Modica - In occasione della scomparsa di Franco Ruta, fondatore della storica Dolceria Bonajuto di Modica, il 21 febbraio 2016, pubblichiamo un breve racconto scritto per la Fondazione intitolata al promotore della riscoperta del cioccolato artigianale modicano, dall’illustratore ragusano Angelo Ruta, autore del logo della celebre pasticceria.
Il primo ricordo che ho di Franco è di una sera d’estate alla sua casa al mare. Era molto buio. Mi aveva chiesto di mostrargli delle foto in bianco e nero, stampate a casa con un ingranditore di fortuna; poiché non ero del tutto capace, le foto si riducevano a piccoli fogli di carta imbarcata con macchie molto scure, dove a fatica si distinguevano delle ombre.
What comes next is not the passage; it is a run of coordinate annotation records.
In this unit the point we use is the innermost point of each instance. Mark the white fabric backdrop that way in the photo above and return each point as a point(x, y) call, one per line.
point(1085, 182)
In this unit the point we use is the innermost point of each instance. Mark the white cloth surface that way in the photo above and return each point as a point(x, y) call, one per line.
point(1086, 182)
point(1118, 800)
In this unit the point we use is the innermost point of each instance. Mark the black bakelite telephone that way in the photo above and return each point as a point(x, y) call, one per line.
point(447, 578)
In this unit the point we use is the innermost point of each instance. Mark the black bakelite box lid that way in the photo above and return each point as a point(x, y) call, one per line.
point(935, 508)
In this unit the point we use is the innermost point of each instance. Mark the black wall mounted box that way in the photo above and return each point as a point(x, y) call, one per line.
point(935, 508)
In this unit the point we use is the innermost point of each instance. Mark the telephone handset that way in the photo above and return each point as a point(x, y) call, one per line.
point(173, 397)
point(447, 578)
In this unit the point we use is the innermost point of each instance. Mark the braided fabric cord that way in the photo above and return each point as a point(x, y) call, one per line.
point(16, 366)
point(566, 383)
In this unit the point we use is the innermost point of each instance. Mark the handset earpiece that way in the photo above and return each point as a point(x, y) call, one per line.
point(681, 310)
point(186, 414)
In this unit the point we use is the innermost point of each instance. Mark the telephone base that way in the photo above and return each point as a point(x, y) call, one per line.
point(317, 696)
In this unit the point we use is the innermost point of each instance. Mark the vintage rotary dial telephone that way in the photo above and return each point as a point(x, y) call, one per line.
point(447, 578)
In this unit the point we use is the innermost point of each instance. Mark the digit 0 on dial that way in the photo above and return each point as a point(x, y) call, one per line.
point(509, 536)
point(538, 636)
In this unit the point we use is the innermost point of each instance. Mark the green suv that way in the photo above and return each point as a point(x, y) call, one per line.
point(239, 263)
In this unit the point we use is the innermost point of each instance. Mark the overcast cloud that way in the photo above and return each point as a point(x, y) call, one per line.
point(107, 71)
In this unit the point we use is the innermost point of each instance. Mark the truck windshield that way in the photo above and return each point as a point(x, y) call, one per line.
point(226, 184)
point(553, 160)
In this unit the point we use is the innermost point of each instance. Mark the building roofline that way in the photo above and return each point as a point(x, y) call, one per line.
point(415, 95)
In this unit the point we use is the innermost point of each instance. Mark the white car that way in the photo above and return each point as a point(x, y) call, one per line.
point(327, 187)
Che cosa lui abbia visto di buono in quelle macchie scure, al buio di quella sera d’estate, non ho mai osato chiederglielo. Però da allora abbiamo cominciato a parlare di fotografie, di libri e di disegni.
Forse nessuno sa che il logo della Dolceria è stato realizzato a Brunico, un settembre di tanti anni fa. Mi ci trovavo per lavoro: insieme a tre amici stavo mettendo a punto la sceneggiatura di un film che avremmo girato da lì a qualche mese. Dovevamo chiudere e lavoravamo intensamente a scene e personaggi. Appena un mese prima, a Modica, Franco mi aveva chiesto di disegnare il logo per dare forma a questo progetto che lo stava tanto appassionando: riaprire la Dolceria. Non gli avevo detto di no, pur consapevole che le scadenze dei due lavori si sarebbero accavallate.
Così mi ero portato in montagna la mia valigetta di colori e contavo di completare l’esecutivo nelle pause dalla sceneggiatura. Stavamo tutti insieme in una casa piuttosto grande, molto vecchia, un po’ austera. Eravamo gli ultimi inquilini perché il proprietario aveva deciso di buttarla giù, con l’idea che sarebbe stato meglio farne al suo posto un condominio. Ma il vero motivo sembra che fosse un altro: tutti in paese dicevano che ci fosse dentro un fantasma. Nessuno di noi ci credeva ma non facevamo che pensarci. Spifferi, rumori improvvisi, oggetti spariti o fuori posto: ma noi imperterriti continuavamo a far finta di niente. Di sera, quando gli altri erano già a letto e io mi attardavo a colorare la grande tavola col logo, mi sentivo osservato.
In breve ho preso ad avere col fantasma lo stesso atteggiamento che Eduardo aveva con la scaramanzia, quando diceva: “crederci è da stupidi ma non crederci porta male”. Così disegnavo senza guardarmi alle spalle e senza curarmi delle porte che si aprivano all’improvviso. Avevo solo l’accortezza, una volta finito, di chiudere con cura il vasetto di colore: perché non ero sicuro che il fantasma ci fosse, ma se c’era, era di sicuro dispettoso. Ad ogni modo il logo riuscii a completarlo e a spedirlo; e a quel punto l’influsso del fantasma svanì. Anzi, a tirare le somme, si può dire che portò fortuna. Il pagamento concordato dalle due parti consisteva in un cannolo di ricotta ogni volta che entravo in dolceria. Cannolo che raddoppiò quando mi sposai e quadruplicò quando nacquero i miei figli.
Ma non fu come il pagamento in chicchi di riso nella famosa partita a scacchi; perché le mie visite a Modica erano sempre meno frequenti e non sempre passavo in dolceria a riscuotere il mio onorario. Se mi fossi ricordato di raccontargliela, la storia del fantasma, sono sicuro che Franco ne avrebbe riso. Forse avrebbe riso anche di questa associazione, mentre noi l’abbiamo presa sul serio, per questo siamo qui. La immagino come un riferimento necessario per la città, un laboratorio di idee, un luogo di scambio. E credo che qualcosa di buono ne verrà fuori.